The man in the shackles didn’t answer.
Socrates said, “I have more than hundreds of associates. I have thousands ultimately. Suppose they all made small mistakes?”
“Can’t help it. I try hard.”
“I’m sure you do. But what if all of you were as sloppy?”
“It was a small amount.”
“As was a single hogshead of sugar.”
“That’s my point. And it was a genuine mistake.”
“So you want me to show mercy?”
“Please.”
“But then what about the power of example?”
“It was a mistake. That’s all.”
Socrates stepped over to the corner of the room and picked up the gas can. It was made of red metal, and it had an angled spout. The liquid inside sloshed and moved and exhaled vapor and made thin keening sounds as tiny waves broke against the inside walls. Socrates hefted it high and stepped back to the shackled man and tipped it like a teapot and drizzled a thin stream over the man’s head. The man moved, and the stream bathed the hollows above his collarbones and his neck and his back. The man gasped, like the gas was very cold or like he was very afraid or both. Socrates kept it going a full thirty seconds, the best part of another gallon. Then he returned the can to the corner of the room and started walking circles again.
He said, “It was my money, not yours.”
The man in the shackles said, “I apologize.”
“For what?”
“For the mistake.”
“Do you think an apology is enough?”
“Yes.”
“Convince me.”
The man in the shackles took a deep breath, fully aware that what came next would be crucial. He said, “Any process has inefficiencies at the edges. With the sugar, you know, some of it must have gotten spilled.
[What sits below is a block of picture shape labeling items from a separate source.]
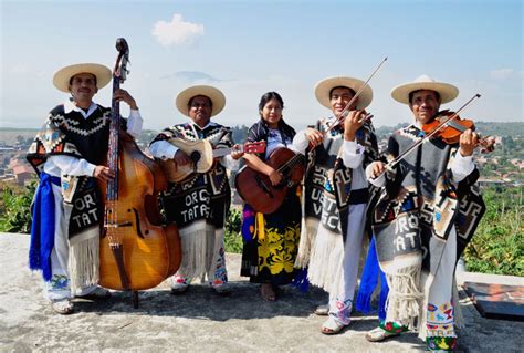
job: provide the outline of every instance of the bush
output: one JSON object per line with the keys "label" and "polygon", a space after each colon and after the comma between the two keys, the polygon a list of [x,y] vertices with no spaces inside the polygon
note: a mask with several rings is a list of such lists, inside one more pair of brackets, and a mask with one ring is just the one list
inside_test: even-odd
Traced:
{"label": "bush", "polygon": [[468,271],[524,276],[522,189],[505,191],[484,193],[486,212],[463,256]]}
{"label": "bush", "polygon": [[0,215],[0,231],[31,231],[31,201],[36,183],[31,183],[22,191],[7,186],[2,191],[2,210]]}
{"label": "bush", "polygon": [[226,220],[224,242],[227,252],[241,253],[243,241],[240,233],[242,227],[242,211],[231,207]]}

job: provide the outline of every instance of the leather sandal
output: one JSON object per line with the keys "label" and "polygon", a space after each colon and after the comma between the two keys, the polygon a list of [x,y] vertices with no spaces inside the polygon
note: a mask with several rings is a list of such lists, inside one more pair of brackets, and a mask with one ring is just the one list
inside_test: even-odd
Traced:
{"label": "leather sandal", "polygon": [[73,312],[73,303],[69,298],[51,300],[51,308],[61,315],[69,315]]}
{"label": "leather sandal", "polygon": [[397,335],[399,335],[399,333],[391,333],[378,326],[366,333],[366,340],[368,342],[382,342],[389,338]]}
{"label": "leather sandal", "polygon": [[324,334],[337,334],[340,333],[342,330],[344,330],[346,325],[337,322],[335,319],[329,316],[324,324],[322,325],[321,332]]}
{"label": "leather sandal", "polygon": [[329,313],[329,305],[318,305],[315,308],[315,311],[313,313],[318,316],[327,316],[327,314]]}

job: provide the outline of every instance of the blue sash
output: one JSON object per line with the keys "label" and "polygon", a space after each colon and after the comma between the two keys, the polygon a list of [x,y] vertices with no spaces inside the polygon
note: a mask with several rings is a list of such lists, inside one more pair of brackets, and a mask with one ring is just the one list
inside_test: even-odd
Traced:
{"label": "blue sash", "polygon": [[378,319],[386,320],[386,300],[388,298],[388,282],[386,276],[380,270],[377,258],[377,249],[375,246],[375,237],[371,238],[369,250],[367,252],[366,263],[364,264],[363,274],[360,276],[360,288],[358,289],[356,310],[363,313],[371,311],[371,294],[378,283],[380,276],[380,299],[378,302]]}
{"label": "blue sash", "polygon": [[51,184],[60,186],[60,178],[40,174],[40,185],[34,197],[29,247],[29,268],[42,270],[44,281],[50,281],[51,251],[54,247],[54,195]]}

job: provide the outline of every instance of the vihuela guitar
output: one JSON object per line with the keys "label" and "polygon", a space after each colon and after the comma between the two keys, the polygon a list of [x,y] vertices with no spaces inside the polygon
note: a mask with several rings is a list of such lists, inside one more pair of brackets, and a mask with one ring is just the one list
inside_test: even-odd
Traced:
{"label": "vihuela guitar", "polygon": [[[174,159],[160,160],[160,165],[171,183],[184,180],[193,173],[207,173],[213,166],[214,158],[227,156],[233,152],[233,148],[213,149],[206,139],[186,141],[175,138],[172,143],[189,156],[191,163],[179,166]],[[244,143],[238,150],[243,153],[264,153],[265,142]]]}

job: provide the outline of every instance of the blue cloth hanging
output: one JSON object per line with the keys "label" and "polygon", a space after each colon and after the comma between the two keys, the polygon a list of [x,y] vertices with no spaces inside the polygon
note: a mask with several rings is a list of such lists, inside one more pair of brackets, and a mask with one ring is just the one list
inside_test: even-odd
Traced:
{"label": "blue cloth hanging", "polygon": [[369,313],[371,311],[371,295],[378,283],[380,267],[378,266],[377,250],[375,247],[375,237],[371,238],[366,262],[364,263],[363,274],[360,276],[360,288],[358,289],[355,308],[359,312]]}
{"label": "blue cloth hanging", "polygon": [[29,247],[29,268],[42,270],[44,281],[50,281],[51,251],[54,247],[54,195],[53,186],[60,186],[60,178],[46,173],[40,174],[32,209],[31,243]]}

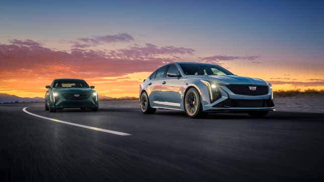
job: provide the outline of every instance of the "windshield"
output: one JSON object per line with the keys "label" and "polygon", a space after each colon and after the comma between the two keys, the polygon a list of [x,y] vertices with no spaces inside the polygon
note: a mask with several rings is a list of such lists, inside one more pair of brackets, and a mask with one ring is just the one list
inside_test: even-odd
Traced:
{"label": "windshield", "polygon": [[218,65],[206,64],[180,64],[187,75],[234,75],[230,71]]}
{"label": "windshield", "polygon": [[55,80],[53,87],[54,88],[89,88],[89,85],[82,80]]}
Some of the liquid must have leaked. It’s inevitable. You can’t drive yourself crazy, looking for perfection.”
“Now you’re worried about my spiritual welfare?”
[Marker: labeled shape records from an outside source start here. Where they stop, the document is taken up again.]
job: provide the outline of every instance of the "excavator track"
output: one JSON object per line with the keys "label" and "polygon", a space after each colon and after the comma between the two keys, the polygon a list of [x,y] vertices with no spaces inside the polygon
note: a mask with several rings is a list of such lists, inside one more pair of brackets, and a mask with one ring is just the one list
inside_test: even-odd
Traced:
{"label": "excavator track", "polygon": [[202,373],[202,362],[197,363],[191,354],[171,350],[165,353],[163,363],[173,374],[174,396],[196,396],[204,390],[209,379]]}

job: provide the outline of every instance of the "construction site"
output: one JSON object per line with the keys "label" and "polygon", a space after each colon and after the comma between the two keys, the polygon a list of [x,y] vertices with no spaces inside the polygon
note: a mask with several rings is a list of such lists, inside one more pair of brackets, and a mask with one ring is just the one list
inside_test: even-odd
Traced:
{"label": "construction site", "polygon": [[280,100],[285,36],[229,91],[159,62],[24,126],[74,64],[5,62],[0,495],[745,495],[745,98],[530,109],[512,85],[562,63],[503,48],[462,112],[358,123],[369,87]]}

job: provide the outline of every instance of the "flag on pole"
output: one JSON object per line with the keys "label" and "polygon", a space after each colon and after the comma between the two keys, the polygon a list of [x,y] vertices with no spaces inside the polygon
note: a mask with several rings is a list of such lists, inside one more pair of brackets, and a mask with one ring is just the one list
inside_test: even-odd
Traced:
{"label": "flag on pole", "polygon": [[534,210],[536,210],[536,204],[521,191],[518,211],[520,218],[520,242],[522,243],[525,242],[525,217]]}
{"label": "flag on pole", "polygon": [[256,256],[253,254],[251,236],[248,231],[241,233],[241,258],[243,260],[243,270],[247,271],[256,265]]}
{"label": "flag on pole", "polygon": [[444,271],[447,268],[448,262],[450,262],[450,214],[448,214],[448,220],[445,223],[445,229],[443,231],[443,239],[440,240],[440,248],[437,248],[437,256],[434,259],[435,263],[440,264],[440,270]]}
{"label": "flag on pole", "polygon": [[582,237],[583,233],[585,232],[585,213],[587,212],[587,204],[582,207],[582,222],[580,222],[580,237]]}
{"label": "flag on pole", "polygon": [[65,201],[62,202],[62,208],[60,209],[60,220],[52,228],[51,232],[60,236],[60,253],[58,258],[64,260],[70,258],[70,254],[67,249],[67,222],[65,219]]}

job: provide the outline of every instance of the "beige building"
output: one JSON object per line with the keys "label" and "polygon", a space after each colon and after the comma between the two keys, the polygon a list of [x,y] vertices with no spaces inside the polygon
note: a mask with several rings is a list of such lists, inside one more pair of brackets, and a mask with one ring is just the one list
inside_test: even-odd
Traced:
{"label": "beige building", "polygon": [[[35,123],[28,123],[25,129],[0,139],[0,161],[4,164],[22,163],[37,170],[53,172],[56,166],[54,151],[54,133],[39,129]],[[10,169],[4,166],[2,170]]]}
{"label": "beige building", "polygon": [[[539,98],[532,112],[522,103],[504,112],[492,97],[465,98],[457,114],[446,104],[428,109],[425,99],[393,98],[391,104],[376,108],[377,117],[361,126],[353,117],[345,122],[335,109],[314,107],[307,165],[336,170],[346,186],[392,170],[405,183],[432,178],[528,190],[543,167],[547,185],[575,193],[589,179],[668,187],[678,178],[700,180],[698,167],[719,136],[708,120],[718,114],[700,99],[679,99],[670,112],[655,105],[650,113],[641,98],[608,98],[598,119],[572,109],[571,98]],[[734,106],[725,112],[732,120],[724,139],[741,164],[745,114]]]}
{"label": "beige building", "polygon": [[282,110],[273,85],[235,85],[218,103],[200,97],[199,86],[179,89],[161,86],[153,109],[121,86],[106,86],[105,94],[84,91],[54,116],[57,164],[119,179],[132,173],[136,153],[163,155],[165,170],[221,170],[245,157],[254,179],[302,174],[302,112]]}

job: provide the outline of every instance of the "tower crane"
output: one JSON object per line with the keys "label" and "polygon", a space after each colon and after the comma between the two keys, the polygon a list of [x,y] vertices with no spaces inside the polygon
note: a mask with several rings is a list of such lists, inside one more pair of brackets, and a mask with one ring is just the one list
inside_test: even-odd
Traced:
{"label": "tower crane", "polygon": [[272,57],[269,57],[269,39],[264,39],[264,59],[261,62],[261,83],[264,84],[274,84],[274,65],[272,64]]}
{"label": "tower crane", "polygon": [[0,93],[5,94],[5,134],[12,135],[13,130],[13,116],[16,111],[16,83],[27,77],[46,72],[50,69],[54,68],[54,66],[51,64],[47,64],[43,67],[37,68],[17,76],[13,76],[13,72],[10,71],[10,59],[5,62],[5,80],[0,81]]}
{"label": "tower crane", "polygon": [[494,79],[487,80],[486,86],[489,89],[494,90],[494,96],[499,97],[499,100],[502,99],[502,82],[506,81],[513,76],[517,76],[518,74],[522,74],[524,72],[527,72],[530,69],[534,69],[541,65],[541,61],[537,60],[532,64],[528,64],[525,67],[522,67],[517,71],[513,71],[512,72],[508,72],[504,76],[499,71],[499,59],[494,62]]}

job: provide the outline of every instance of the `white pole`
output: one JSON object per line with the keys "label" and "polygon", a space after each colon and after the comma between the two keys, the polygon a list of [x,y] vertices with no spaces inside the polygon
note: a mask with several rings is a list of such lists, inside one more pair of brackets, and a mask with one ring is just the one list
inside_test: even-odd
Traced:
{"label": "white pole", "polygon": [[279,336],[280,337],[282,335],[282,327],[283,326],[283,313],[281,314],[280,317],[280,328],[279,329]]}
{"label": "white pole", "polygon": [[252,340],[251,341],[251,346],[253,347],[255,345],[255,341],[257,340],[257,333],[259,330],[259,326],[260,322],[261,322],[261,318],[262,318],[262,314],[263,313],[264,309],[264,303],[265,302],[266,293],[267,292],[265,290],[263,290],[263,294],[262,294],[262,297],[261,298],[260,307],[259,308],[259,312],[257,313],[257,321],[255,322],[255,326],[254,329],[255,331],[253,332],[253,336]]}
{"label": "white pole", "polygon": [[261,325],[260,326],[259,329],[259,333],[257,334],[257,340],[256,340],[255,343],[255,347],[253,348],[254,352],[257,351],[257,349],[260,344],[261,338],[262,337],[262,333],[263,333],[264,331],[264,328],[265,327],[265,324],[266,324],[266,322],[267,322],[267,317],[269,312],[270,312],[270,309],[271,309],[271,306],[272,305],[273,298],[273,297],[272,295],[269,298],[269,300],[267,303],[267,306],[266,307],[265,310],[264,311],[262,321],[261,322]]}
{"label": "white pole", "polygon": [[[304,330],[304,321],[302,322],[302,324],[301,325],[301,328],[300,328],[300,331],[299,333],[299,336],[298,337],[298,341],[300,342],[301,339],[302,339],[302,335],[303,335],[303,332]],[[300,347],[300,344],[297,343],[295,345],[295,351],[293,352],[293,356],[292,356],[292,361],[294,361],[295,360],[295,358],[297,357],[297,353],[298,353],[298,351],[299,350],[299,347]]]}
“I’m just saying. There are going to be losses. And mistakes. You can’t worry about all of them.”
“I don’t,” Socrates said. “Not all of them. Because you’re right. One hundred percent perfection is impossible. Therefore, I set realistic targets.”
“Then we’re okay.”
“No,” Socrates said. “We’re not okay. Because you exceeded the target. Three hundred grand, maybe four, that’s within the margin. But you took five. That’s outside the margin.”
“But you’ve got billions. You’re a very rich man.”
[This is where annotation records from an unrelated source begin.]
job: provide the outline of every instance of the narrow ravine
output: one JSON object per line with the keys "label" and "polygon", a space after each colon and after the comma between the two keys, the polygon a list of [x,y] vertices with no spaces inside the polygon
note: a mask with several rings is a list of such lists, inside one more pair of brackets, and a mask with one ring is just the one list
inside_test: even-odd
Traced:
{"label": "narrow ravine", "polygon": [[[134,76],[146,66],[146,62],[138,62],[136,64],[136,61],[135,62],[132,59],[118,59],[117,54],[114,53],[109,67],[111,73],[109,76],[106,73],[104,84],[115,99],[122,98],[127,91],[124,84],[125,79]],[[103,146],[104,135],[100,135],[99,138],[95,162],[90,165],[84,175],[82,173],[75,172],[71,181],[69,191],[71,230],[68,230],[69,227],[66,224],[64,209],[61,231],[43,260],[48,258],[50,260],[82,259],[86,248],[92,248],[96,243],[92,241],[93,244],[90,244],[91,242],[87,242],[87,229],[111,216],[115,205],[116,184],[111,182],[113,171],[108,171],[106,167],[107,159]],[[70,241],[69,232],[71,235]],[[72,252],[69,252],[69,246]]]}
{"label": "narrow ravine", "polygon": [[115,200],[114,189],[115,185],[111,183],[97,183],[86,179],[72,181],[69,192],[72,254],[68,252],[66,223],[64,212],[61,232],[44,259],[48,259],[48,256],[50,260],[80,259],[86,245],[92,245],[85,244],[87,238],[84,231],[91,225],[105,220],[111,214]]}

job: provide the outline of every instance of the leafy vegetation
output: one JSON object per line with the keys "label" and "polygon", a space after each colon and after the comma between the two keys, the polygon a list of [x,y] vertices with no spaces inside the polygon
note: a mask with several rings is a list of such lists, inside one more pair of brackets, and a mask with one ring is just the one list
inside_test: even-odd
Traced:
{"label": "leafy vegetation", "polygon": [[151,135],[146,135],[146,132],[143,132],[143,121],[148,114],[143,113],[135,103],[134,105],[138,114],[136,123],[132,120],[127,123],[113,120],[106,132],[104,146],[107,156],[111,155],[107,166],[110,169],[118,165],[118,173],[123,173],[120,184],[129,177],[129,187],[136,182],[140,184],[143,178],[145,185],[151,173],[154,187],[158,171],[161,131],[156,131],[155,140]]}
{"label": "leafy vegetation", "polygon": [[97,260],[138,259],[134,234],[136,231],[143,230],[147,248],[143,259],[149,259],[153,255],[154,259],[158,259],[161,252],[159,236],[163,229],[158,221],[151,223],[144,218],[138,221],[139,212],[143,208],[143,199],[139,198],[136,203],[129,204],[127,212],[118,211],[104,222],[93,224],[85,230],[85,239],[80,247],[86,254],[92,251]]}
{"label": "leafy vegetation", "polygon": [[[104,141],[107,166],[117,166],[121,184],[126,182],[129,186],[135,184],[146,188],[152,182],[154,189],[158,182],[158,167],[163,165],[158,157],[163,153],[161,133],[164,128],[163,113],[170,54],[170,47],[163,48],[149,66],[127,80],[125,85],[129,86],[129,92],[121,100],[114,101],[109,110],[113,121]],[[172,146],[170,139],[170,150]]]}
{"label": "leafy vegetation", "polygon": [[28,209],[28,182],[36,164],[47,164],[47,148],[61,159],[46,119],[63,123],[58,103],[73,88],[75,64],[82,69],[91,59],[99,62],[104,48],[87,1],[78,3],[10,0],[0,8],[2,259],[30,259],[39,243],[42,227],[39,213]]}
“Actually, I’m an unbelievably rich man.”
“So a mistake about half a million is like losing a dime under the sofa cushion.”
Socrates took a pack of cigarettes from his pocket, took a cigarette from the pack, and put it between his lips. He held his lighter in his hand. It was a plastic Bic, shaped like a cylinder, disposable, nothing fancy. He didn’t spark it up. He just played with it, rotating it fast between his fingers, like a tiny twirling baton. He said, “One assumes that physiologically sugar is important to the human organism in small quantities, but that those small quantities were extremely hard to find in nature so that the craving had to be correspondingly huge and permanent. That’s what those old British plantation owners found, anyway. They sold all the sugar they could produce. Demand didn’t fall away, even after people were getting enough. They became addicted to sweetness.”